Eventually, Provorov's periodic offensive contributions will become more or more regular. He is such a smart young player, and his pinches in the offensive zone are rarely indiscriminate risk-taking. As he continues to gain experience and the roster evolves, he will be part of that solution. Gostisbehere's offensive game will get back on track, too. Streit is not part of the long-term picture.

3) Sorry, "tank the season" crowd but this is not really a great year for bubble teams to be full-fledged sellers at the trade deadline. The 2017 NHL Draft crop is one of the weaker ones of recent years. The top end is average and the depth is so-so. While there are always sleepers to be found and future solid players to be had, it's very much a crapshoot.

Overall, the 2017 crop is such that a team on the playoff bubble might not be as inclined to collect multiple extra picks and instead hang on to most of their impending UFAs for the stretch drive. Alternatively, they might buy one piece and sell off another, with the acquired and dealt picks more or less balancing off one other along with the salary cap implications.
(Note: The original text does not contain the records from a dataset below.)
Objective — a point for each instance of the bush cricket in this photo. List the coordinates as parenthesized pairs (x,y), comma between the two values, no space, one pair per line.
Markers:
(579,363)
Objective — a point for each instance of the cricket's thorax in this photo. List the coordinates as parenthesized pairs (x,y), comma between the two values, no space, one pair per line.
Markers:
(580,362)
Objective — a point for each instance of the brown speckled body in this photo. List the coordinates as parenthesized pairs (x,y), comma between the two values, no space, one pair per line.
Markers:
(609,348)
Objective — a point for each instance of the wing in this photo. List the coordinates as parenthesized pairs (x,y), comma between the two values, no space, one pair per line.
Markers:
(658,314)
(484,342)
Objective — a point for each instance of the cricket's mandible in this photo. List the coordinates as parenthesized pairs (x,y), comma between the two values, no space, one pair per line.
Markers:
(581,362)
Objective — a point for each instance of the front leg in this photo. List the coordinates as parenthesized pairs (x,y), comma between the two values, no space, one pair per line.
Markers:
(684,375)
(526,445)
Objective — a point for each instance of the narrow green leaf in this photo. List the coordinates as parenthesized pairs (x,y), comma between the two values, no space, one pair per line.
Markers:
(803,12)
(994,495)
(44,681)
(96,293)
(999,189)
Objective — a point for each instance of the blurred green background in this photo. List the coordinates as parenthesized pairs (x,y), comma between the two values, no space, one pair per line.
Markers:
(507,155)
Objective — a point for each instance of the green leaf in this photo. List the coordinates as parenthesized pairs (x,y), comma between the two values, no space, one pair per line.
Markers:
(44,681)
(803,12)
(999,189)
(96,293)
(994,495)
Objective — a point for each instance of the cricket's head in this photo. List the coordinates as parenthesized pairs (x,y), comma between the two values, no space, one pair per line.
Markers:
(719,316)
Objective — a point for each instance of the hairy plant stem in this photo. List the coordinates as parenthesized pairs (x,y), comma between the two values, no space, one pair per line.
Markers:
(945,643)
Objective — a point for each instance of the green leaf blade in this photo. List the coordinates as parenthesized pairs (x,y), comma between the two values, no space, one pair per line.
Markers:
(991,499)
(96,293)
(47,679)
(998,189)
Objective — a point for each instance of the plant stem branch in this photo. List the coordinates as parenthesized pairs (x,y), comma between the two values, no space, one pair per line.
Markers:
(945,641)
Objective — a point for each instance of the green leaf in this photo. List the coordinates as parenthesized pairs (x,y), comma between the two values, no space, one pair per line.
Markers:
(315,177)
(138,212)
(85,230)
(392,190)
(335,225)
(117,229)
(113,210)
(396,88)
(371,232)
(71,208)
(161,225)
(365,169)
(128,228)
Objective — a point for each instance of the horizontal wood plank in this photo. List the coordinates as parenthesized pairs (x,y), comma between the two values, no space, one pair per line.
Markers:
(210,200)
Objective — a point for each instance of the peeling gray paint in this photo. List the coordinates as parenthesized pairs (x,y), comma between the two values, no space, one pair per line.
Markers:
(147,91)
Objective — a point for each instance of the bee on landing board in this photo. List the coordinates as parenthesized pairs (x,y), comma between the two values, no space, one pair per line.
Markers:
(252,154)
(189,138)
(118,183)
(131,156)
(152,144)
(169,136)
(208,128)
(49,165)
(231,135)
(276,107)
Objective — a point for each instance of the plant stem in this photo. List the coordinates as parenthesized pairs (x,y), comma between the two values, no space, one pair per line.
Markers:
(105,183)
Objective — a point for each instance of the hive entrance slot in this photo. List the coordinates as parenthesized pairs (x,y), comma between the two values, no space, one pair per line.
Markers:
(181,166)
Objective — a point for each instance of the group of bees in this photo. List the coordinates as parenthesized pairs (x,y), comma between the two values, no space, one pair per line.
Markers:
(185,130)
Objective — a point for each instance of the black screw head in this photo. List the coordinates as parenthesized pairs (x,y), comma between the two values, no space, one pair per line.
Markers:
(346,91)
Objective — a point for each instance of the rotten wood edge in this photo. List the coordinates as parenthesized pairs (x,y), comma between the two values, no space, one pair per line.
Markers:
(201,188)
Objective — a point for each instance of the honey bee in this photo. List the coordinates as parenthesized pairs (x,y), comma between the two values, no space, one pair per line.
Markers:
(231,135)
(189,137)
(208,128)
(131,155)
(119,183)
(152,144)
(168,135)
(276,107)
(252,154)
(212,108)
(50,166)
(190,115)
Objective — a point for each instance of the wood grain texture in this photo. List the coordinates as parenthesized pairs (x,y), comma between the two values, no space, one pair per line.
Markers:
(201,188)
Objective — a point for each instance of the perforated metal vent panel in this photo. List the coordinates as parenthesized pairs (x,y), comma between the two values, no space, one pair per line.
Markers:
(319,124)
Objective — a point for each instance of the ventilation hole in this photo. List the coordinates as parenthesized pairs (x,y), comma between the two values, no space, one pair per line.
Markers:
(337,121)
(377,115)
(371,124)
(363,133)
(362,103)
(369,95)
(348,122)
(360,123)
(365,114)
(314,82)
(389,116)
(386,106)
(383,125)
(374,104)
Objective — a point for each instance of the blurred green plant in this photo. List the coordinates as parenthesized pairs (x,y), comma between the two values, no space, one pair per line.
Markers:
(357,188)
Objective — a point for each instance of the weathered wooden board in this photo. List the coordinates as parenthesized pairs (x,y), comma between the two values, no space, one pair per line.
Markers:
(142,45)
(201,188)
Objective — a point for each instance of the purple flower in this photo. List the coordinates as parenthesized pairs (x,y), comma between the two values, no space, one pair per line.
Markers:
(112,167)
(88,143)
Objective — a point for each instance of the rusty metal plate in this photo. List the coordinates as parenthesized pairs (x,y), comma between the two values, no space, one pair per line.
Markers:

For instance, the Flyers might deal impending unrestricted free agent Del Zotto for a draft pick (possibly they could get an unconditional second-rounder, and most certainly a third) and use the freed up cap space to get an impending UFA forward with a comparable salary and at the cost of a comparable asset.

4) The Flyers Alumni Team leaves for the Russia in a few hours. I am still in a state of stunned -- but thrilled -- surprise that they invited me to come along to cover the three-city tour, but here I am with my bags packed (sans computer, of course) and getting ready to meet up with the guys at the Wells Fargo Center to head off for the airport. We connect to the tour's first stop, Kazan, immediately after arrival at the airport in Moscow.

Day one of the tour diary will be published on FlyersAlumni.org either late tonight eastern U.S. time while I am on the plane to Moscow or else sometime tomorrow when we are in Kazan. It depends primarily on when and where I will have WiFi access.